CRONACA
Jacques Moretti scarica le responsabilità: "Anche noi vittime di quello che è successo"
Il patron del Constellation ha risposto per dieci ore alle domande di avvocati e magistrati. Oggi tocca alla moglie Jessica Moretti

CRANS MONTANA – “Non dormo, non mangio e sono stanchissimo”. Jacques Moretti ha risposto alle domande di avvocati e magistrati nel secondo interrogatorio in merito alla strage di Crans-Montana. Moretti ha parlato per dieci ore e l’ha provando a togliersi delle responsabilità. Oggi toccherà alla moglie Jessica rispondere alle domande.

Le parole del patron del Constellation fanno, e faranno, discutere: “Anche noi siamo vittime di quello che è successo. Non sullo stesso piano dei morti e feriti, ma soffriamo profondamente anche noi”.

Il punto su cui insiste di più è quello della sicurezza: “Tutti i controlli fatti erano andati bene”. Tradotto: è il Comune che non avrebbe ordinato altri controlli. Poi scarica le colpe anche sui dipendenti. “Le bottiglie con le candele scintillanti era una cosa che faceva lo staff, non era una mia iniziativa ma non l’ho nemmeno mai proibito”. E anche per il venditore dei pannelli fonoassorbenti non mancano accuse. “Sì, la schiuma l’ho comprata ma nessuno mi ha detto che era infiammabile”, giura specificando che “ho esplicitamente detto che servivano per un locale pubblico. E durante i controlli fatti nessuno ha mai detto niente”. Ma perché una sedia ostruiva l’uscita di sicurezza? “L’ha messa un cliente il giorno prima, non so come mai”. All’interrogatorio era presente anche la moglie, che ha potuto stare accanto al marito durante le pause.

La speranza della coppia è quella che il tribunale accolga l’istanza della scarcerazione su cauzione, decisione che potrebbe arrivare nelle prossime ore. I media italiani, citando alcuni avvocati, riportano che la cifra (200mila franchi) sia stata già depositata.
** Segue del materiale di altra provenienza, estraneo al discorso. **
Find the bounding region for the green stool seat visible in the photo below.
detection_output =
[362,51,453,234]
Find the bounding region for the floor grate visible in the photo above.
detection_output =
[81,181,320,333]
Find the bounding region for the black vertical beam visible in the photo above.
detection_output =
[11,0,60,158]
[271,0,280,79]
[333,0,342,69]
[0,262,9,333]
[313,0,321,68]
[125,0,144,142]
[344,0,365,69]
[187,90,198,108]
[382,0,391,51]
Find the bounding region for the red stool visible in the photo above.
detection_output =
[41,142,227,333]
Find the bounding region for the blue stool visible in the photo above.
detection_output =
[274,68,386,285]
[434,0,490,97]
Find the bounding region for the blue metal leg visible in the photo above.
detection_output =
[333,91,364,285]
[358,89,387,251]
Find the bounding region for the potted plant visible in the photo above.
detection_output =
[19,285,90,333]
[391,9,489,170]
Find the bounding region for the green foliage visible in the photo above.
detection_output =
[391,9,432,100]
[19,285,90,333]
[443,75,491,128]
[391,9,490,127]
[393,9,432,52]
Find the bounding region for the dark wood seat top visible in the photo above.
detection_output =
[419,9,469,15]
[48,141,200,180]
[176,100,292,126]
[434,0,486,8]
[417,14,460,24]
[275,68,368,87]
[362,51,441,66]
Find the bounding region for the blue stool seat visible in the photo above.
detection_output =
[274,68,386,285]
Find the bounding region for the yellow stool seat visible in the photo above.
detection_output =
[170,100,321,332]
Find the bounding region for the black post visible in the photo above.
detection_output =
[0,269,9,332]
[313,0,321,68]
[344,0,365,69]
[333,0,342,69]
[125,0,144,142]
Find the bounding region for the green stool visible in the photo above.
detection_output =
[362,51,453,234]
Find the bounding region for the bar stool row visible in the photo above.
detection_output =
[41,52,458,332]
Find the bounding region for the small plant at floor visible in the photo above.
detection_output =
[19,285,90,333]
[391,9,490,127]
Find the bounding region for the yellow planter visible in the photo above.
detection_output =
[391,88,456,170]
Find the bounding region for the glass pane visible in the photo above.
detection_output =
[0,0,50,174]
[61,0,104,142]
Insomma, “hanno tutti colpe tranne lui”, sintetizza l’avvocato Romain Jordan che difende una ventina di famiglie delle vittime.

La Procura starebbe anche valutando l’ipotesi di una simulazione virtuale dell’incendio per studiare la propagazione. L’ultimo dettaglio riguarda la situazione economica dei Moretti. Dalle carte risulta che nel conto, al 31 dicembre, c’era un netto di soli 493 franchi. Un altro, l’ennesimo, dettaglio che non torna sulla coppia.